Nie dziwi to w kontekście tego, że 90 proc. dyżurów jest po prostu niezgodnych z programem specjalizacji. Co piąty badany podczas całodobowego dyżuru nie ma też wsparcia żadnego lekarza specjalisty, bo takiego w placówce w tym czasie po prostu nie ma.
Nie bez znaczenia dla psychiki przedstawicieli zawodów medycznych są akty agresji kierowane pod ich adresem.
„Nie ma tygodnia, by w jakiejś placówce nie doszło do incydentu” – zaznaczyła Anna Dudzińska, przewodnicząca Okręgowej Rady Warszawskiej Izby Pielęgniarek i Położnych podczas konferencji „Zero tolerancji dla agresji!”, która odbyła się w siepniu br. Zwróciła wtedy uwagę na fakt, że aż 87 proc. pielęgniarek doświadcza w pracy obelżywych słów i wyzwisk, a 20 proc. przemocy fizycznej. Wiele sytuacji kończy się też uszkodzeniem sprzętu lub groźbami pod adresem ich rodzin.

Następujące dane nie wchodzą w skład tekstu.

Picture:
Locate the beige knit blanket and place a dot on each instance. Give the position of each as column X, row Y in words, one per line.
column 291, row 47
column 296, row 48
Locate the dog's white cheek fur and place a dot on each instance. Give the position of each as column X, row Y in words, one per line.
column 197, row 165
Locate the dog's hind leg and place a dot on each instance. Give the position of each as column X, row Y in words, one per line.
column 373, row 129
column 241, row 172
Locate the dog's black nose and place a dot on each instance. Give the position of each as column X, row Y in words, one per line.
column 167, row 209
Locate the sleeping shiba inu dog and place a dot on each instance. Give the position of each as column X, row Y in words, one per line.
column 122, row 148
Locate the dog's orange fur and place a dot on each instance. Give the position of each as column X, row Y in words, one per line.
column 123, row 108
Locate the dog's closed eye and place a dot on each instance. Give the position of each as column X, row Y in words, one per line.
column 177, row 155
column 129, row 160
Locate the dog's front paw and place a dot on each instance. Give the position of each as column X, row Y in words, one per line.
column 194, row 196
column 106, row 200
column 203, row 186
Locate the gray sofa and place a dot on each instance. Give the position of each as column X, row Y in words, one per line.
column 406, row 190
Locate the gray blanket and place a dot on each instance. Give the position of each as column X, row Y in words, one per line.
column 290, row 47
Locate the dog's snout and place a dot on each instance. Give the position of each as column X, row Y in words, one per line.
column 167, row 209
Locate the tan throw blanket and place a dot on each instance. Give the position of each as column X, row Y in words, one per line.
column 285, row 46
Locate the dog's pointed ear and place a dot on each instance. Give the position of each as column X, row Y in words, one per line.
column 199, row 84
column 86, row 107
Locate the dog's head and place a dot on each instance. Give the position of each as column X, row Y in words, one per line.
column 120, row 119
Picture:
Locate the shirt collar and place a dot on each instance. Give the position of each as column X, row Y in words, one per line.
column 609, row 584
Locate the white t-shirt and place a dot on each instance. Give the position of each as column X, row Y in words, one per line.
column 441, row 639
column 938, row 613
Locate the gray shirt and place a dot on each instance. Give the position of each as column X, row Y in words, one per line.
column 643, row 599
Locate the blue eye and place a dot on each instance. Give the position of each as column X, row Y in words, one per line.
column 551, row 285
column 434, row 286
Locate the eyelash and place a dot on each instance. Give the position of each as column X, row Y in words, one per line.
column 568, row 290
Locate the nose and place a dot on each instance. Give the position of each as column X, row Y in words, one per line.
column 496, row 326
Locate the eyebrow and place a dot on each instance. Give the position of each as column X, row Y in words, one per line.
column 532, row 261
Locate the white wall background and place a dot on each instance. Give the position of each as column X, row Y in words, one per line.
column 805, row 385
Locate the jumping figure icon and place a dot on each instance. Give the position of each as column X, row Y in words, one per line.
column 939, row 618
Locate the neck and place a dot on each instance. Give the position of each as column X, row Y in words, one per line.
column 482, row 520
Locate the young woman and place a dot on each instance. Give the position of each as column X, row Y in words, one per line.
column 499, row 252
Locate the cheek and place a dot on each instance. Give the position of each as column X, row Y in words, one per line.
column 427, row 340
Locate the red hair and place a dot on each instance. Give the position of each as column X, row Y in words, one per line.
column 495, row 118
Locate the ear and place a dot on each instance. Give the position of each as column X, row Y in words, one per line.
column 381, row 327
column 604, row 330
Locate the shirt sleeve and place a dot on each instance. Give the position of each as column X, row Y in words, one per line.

Najczęściej takie „incydenty” nie są zgłaszane policji. Często dlatego, że medycy boją się o życie i bezpieczeństwo rodziny.
Prezes NRL przytoczył wówczas dane, z których wynika, że ponad 80 proc. lekarzy doświadczyło niewłaściwych zachowań ze strony pacjentów, jeszcze więcej przypadków dotyczy pielęgniarek.
„Tu dane są bardziej zatrważające, bo pielęgniarki są na pierwszej linii, jeśli chodzi o pomoc pacjentom i niestety też, jeśli chodzi o agresję” – podkreślał podczas konferencji Artur Drobniak, prezes Okręgowej Rady Lekarskiej w Warszawie.
________________________________________________________________________
W badaniu pt. „Zdrowie psychiczne pielęgniarek i lekarzy” (The Mental Health of Nurses and Doctors, MeND) zebrano ponad 90 000 odpowiedzi z 27 krajów Unii Europejskiej oraz Islandii i Norwegii. Trwało od października 2024 r. do kwietnia 2025 r. i było rozpowszechniane za pośrednictwem sześciu europejskich stowarzyszeń medycznych i pielęgniarskich oraz ich krajowych organizacji członkowskich.